Non possiamo più consentire di legittimare un comportamento egoistico di ognuno di loro che afferma di non avere responsabilità.

Con la storia che “la colpa è degli altri”, il risultato è l’assenza delle condizioni minime di sicurezza.

Prima di ogni cosa è mio obbligo quello di garantire l’esistenza delle condizioni minime per prevenire o comunque ridurre i rischi di incolumità dei cittadini.

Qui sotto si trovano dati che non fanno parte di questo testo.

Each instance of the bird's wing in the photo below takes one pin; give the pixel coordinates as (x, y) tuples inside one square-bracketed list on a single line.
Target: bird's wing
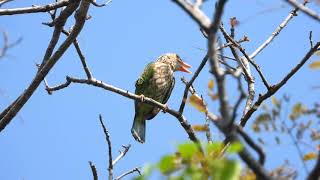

Cosa penserebbe, cosa proverebbe quella famiglia vittima per il mancato soccorso o per il ritardo in caso di malore di un familiare utente del mercato quindicinale, resasi conto dell’impossibilità di accesso dei mezzi di soccorso?

La verità è che ognuno di loro, cioè degli operatori commerciali, ha la sua quota di responsabilità che nel corso del tempo ha creato una situazione che appare inestricabile.

Sono stupito anche del comportamento delle loro associazioni di categoria che lasciano correre una situazione che inevitabilmente porterà a soluzioni drastiche.

“Oggi – ha concluso - registriamo l’assenza del rispetto delle norme di sicurezza nell’area destinata al mercato quindicinale, non solo dei posti assegnati che è una violazione che riguarda i singoli e non tutti; il mancato rispetto della sicurezza, invece, è generale, coinvolge tutti gli operatori”.

Mercato sospeso, dunque, con l’auspicio di poter collaborare con gli operatori e i loro rappresentanti di categoria, nell’interesse comune di garantire il miglior servizio possibile per la comunità.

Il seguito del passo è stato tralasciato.